Fix static analysis issues in arxiv_fetch.py - line length and formatting

Goziee-git · Goziee-git · commit 587e2e020b38 · 2025-10-22T05:40:14.000+01:00
diff --git a/scripts/1-fetch/arxiv_fetch.py b/scripts/1-fetch/arxiv_fetch.py
@@ -13,7 +13,7 @@
 import time
 import traceback
 import urllib.parse
-from collections import defaultdict, Counter
+from collections import Counter, defaultdict
 
 # Third-party
 import feedparser
@@ -25,15 +25,16 @@
 from requests.adapters import HTTPAdapter
 from urllib3.util.retry import Retry
 
-
 # Add parent directory so shared can be imported
 sys.path.append(os.path.join(os.path.dirname(__file__), ".."))
 # Add dev directory for category converter
 sys.path.append(os.path.join(os.path.dirname(__file__), "..", "..", "dev"))
 
+# Third-party
+import arxiv_category_converter  # noqa: E402
+
 # First-party/Local
 import shared  # noqa: E402
-import arxiv_category_converter  # noqa: E402
 
 # Setup
 LOGGER, PATHS = shared.setup(__file__)
@@ -60,7 +61,9 @@
     PATHS["data_1-fetch"], "arxiv_4_count_by_author_bucket.csv"
 )
 # records metadata for each run for audit, reproducibility, and provenance
-FILE_PROVENANCE = shared.path_join(PATHS["data_1-fetch"], "arxiv_provenance.json")

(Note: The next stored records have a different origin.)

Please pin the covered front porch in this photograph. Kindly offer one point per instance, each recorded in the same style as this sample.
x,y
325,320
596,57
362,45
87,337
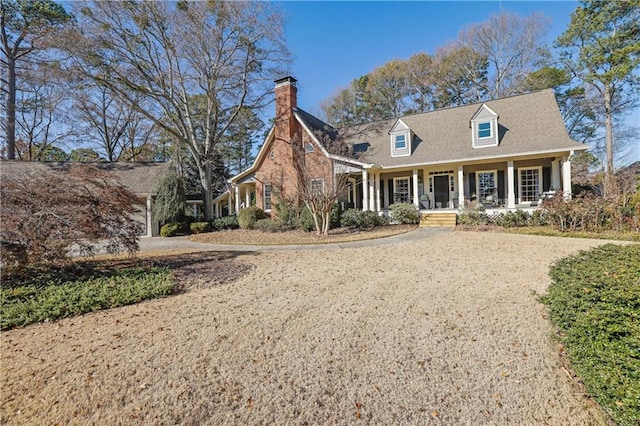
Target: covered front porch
x,y
499,186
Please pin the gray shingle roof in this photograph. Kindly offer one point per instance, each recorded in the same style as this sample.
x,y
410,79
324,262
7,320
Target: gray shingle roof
x,y
529,123
140,178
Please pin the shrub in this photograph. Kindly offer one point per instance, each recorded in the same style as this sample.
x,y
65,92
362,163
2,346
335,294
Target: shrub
x,y
595,301
287,213
247,217
511,219
270,225
44,213
225,222
199,227
306,221
404,213
171,229
472,213
358,219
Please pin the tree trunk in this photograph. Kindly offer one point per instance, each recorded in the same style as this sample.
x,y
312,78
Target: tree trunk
x,y
205,179
11,110
609,141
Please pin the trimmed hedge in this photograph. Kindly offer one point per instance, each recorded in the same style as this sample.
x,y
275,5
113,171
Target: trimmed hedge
x,y
248,217
595,301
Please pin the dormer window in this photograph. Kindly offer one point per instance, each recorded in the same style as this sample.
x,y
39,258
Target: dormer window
x,y
484,128
400,139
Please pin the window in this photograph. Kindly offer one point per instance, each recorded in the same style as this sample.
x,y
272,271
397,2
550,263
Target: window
x,y
487,189
317,186
530,184
267,197
401,190
401,141
484,130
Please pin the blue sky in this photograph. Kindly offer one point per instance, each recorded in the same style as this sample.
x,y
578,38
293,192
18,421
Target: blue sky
x,y
333,42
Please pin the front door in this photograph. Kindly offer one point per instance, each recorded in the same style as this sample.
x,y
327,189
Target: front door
x,y
441,191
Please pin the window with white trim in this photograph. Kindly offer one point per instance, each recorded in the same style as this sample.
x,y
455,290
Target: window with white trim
x,y
530,184
486,186
266,200
317,186
484,130
401,190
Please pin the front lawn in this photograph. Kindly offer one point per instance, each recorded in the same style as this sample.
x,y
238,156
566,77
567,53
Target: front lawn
x,y
595,302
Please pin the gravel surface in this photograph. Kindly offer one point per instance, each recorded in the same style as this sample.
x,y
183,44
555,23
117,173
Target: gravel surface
x,y
444,329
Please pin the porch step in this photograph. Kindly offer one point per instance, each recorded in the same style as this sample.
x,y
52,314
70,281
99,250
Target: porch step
x,y
438,219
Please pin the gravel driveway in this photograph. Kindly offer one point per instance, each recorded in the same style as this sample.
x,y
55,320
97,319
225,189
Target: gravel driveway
x,y
444,329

+FILE_PROVENANCE = shared.path_join(
+    PATHS["data_1-fetch"], "arxiv_provenance.json"
+)
 
 HEADER_COUNT = ["TOOL_IDENTIFIER", "COUNT"]
 HEADER_CATEGORY = ["TOOL_IDENTIFIER", "CATEGORY", "COUNT"]
@@ -81,25 +84,31 @@
 
 # Compiled regex patterns for CC license detection
 CC_PATTERNS = [
-    (re.compile(r'\bCC[-\s]?0\b', re.IGNORECASE), "CC0"),
-    (re.compile(r'\bCC[-\s]?BY[-\s]?NC[-\s]?ND\b', re.IGNORECASE),
-     "CC BY-NC-ND"),
-    (re.compile(r'\bCC[-\s]?BY[-\s]?NC[-\s]?SA\b', re.IGNORECASE),
-     "CC BY-NC-SA"),
-    (re.compile(r'\bCC[-\s]?BY[-\s]?ND\b', re.IGNORECASE), "CC BY-ND"),
-    (re.compile(r'\bCC[-\s]?BY[-\s]?SA\b', re.IGNORECASE), "CC BY-SA"),
-    (re.compile(r'\bCC[-\s]?BY[-\s]?NC\b', re.IGNORECASE), "CC BY-NC"),
-    (re.compile(r'\bCC[-\s]?BY\b', re.IGNORECASE), "CC BY"),
-    (re.compile(r'\bCREATIVE\s+COMMONS\b', re.IGNORECASE),
-     "UNKNOWN CC legal tool"),
+    (re.compile(r"\bCC[-\s]?0\b", re.IGNORECASE), "CC0"),
+    (
+        re.compile(r"\bCC[-\s]?BY[-\s]?NC[-\s]?ND\b", re.IGNORECASE),
+        "CC BY-NC-ND",
+    ),
+    (
+        re.compile(r"\bCC[-\s]?BY[-\s]?NC[-\s]?SA\b", re.IGNORECASE),
+        "CC BY-NC-SA",
+    ),
+    (re.compile(r"\bCC[-\s]?BY[-\s]?ND\b", re.IGNORECASE), "CC BY-ND"),
+    (re.compile(r"\bCC[-\s]?BY[-\s]?SA\b", re.IGNORECASE), "CC BY-SA"),
+    (re.compile(r"\bCC[-\s]?BY[-\s]?NC\b", re.IGNORECASE), "CC BY-NC"),
+    (re.compile(r"\bCC[-\s]?BY\b", re.IGNORECASE), "CC BY"),
+    (
+        re.compile(r"\bCREATIVE\s+COMMONS\b", re.IGNORECASE),
+        "UNKNOWN CC legal tool",
+    ),
 ]
 
 # Log the start of the script execution
 LOGGER.info("Script execution started.")
 
 
 def load_category_map(paths):
-    """Load category->label mapping from data/arxiv_category_map.yaml if present
+    """Load category->label mapping from data/arxiv_category_map.yaml.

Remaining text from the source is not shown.